Still: I want to partake in and contribute to creation while I am on Earth, not least of which because I suspect a creator behind the creation I love, and I love it, too, and want to give it gifts. I want to do as much good as I can during this chapter, and
I seem to sense that this is a good path, innate to my nature.
I don't fully disagree with your sentiment, but I can't honestly reject my belief that my mortal deeds havevalue, that I am on a quest, and can't that lead to a kind of list?
But the attitude and motivation behind my list is surely good
@Hagel - "I can't honestly reject my belief that my mortal deeds have value, that I am on a quest"
I agree; which is why I am not a Hindu or Buddhist or adherent to Oneness spirituality, but am a Christian.
Of course; motivations are primary; and of course I am making a generalization.
That generalization is that the motivation behind Bucket Lists is Not good, but is actually evil (or else Bucket Lists would not have been so heavily promoted long-term by the mass media - such discernment is not difficult!)

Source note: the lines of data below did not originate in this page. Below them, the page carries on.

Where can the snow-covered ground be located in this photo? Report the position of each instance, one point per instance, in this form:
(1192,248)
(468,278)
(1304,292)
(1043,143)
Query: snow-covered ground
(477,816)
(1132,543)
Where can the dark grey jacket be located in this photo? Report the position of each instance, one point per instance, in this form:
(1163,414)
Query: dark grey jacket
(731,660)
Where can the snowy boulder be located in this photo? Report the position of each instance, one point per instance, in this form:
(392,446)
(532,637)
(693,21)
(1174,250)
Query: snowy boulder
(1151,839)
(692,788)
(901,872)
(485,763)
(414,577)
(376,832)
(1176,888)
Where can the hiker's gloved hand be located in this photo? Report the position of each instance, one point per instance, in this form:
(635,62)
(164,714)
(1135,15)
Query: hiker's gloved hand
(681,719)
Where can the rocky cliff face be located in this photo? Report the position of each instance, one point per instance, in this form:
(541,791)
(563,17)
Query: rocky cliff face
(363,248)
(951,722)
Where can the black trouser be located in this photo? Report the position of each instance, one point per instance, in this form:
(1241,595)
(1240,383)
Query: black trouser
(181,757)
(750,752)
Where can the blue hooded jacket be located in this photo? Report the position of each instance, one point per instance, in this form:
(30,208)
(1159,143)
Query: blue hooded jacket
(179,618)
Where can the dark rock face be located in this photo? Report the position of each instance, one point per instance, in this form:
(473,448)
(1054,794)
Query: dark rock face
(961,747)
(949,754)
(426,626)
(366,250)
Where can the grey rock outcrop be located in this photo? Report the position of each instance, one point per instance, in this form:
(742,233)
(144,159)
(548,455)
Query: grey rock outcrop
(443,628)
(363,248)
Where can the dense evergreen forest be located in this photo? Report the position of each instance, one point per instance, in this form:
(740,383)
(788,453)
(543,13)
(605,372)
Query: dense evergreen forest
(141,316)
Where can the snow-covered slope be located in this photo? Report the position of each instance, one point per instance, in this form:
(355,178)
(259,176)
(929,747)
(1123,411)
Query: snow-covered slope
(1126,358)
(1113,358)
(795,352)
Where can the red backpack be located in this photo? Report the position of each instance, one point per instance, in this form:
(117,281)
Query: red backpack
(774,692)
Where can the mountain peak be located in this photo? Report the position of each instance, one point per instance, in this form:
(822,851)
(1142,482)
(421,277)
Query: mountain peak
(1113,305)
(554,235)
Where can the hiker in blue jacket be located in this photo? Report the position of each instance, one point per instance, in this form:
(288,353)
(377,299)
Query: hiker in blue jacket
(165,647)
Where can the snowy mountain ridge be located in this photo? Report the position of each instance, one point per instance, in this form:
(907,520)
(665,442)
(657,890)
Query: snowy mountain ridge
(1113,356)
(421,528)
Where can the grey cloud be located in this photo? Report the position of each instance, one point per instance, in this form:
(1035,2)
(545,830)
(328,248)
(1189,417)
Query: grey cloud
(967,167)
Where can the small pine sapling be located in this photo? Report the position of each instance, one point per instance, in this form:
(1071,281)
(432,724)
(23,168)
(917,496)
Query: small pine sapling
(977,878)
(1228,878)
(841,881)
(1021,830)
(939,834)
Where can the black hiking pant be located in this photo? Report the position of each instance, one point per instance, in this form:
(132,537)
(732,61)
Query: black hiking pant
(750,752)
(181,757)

I don't know if you've seen the film the Bucket List, but the existence of an afterlife is one of the themes, and the film rather tilts towards the idea that there is one. It's a silly film, but I rather liked it.
Having said that, I also hate these two phrases. HATE them. Even before considering your own criticisms, they're so reductive. I think people always used to say things like: "I want to see Paris before I die". (It always seemed to be Paris, didn't it?) It was spontaneous, heartfelt, and quite tender. But "bucket list" makes it routine and prosaic, people just toss it off: "Oh yes, that's on my bucket list..."
As for "life hack", it's just a cliché. And yes, very instrumentalist.
@M - No I haven't seek the BL movie. I just thought the *poster* epitomized what I was criticising - two grinning (or gurning!) aged Hollywood womanizers; whose life ambitions include such stereotypical "youth" activities as riding a motorbike and parachuting.
I also find the actual things on BLs to be depressingly externally motivated - in the instances I have seen. What "other people" would find impressive and/or evidence that "what other people say" is the primary motivator in that person's desires.
One thing I do enjoy is the "Desert Island Discs" (or "Books") game; when somebody uses the opportunity to give credit to past influences, and provide a basis for overviewing the various phases or stages of his life.
My penfriend Andy Thomas did this the other day, selecting ten "DI" Books:
https://www.youtube.com/watch?v=2GOa2vDhnnU
Andy clearly was being honest, rather than trying to be impressive; and his second-choice book was the children's novelization of the TV series "Doctor Who and the Daemons" - which was one of the John Pertwee era storylines from the early 70s.
BTW: such choices can apparently be unintentionally revealing. I believe that - when she appeared on Desert Island Discs back in the 1950s or 60s; the (genuinely great) Dramatic Soprano Elizabeth Schwartzkopf chose eight records that were all featuring... Herself! That's a *real* Prima Donna for you.
I like that concept too. I'll enjoy listening to that.
Apparently in old age, the only books Hilaire Belloc ever read were his own, along with Diary of a Nobody.